I'm not gay. But that wasn't what he was interested in, oh no. He looked very obviously down at my crotch, thinking about what he just lost out on, and then back up to my face. I looked away, trying desperately to see the number 27 bus rolling on in. It still wasn't there.

"So," the man continued, "are you married?"

No I am not married, old man. Why are you trying to suggest that marriage is the only reason why I would turn down your offer? Again, I didn't say that. I didn't respond with the tone of utter disgust I should have used, because I have manners and am a bit of a wuss when it comes to conflict. I just said, "Nah," as if it was just because he wasn't my type or something unimportant like that. He didn't talk to me anymore after that. He just stood there, looking out into the sea of departing night buses and casting his filthy breath into the cold, dark air. Then he checked his watch as if he had somewhere better to be and wandered off into the city center.

Then my friend turned up.
"Hey, friend. Did you know that Thursday night at the bus station is apparently the perfect opportunity to land a quick lay with 18 boys?"
"What?" he answered, as I would have too if posed with such an odd statement.
"Oh, it's just some old man wanted to have sex with me, that's all."
"Oh. So, do you know if anyone else is out tonight?"

That friend and I don't go out as much anymore.

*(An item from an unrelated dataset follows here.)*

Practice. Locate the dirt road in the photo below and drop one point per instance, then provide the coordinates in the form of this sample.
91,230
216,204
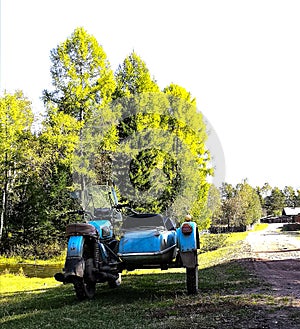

So that was the first of the questions in life that I never expected to be asked. The second came just the other week from a far less disturbing source and is likely to scar me far less, but still, it caught me off guard.

Since my degree finished all those months ago I have had to find new friends. My old lot have departed and I either had to become a social recluse or force new people into liking me. I chose the latter option. Force was literally my action plan. I talked to them, I made hugely inappropriate jokes to them and I pretend I was cool so that they would like me more. I don't know if they do like me or not, but they don't ignore me when I talk so that is a good place to start. One of this group of new people was walking with me the other day. We don't talk as much as I do with some of the others, but we still chat. We co-exist. She has quite an abrasive front to her which is a bit off putting until you get used to it, but I don't think she realises this about herself. So, looking up at me like some sort of higher power, she asked the second question. A question which as I sit here, spending my Thursday night not being chatted up by an old man, but not really doing much else either (not a bad thing, relatively) seems pretty ridiculous. As I sit here, knowing that I have gone all day with my only human contact being with the man at the post office collection center seems really quite laughable.
She asked,
"Ash, tell me how to be popular."

I laughed. I brushed the question off. I'm not popular, far from it. I am just a very good pretender and it has seen me get through life fairly adequately until now. It won't get me an awful lot more than adequate, though. So my best advise to her would be to ignore everything I say and do and go in a different direction.

Don't go to bus stations at night and don't act like the fool to get friends. They will use you for the fun times and then forget about you if you get dull. I build their expectations up and now I have to live with such a burden.

Fortunately I don't have to live with the memories of rape, so in that respect, I can't really complain.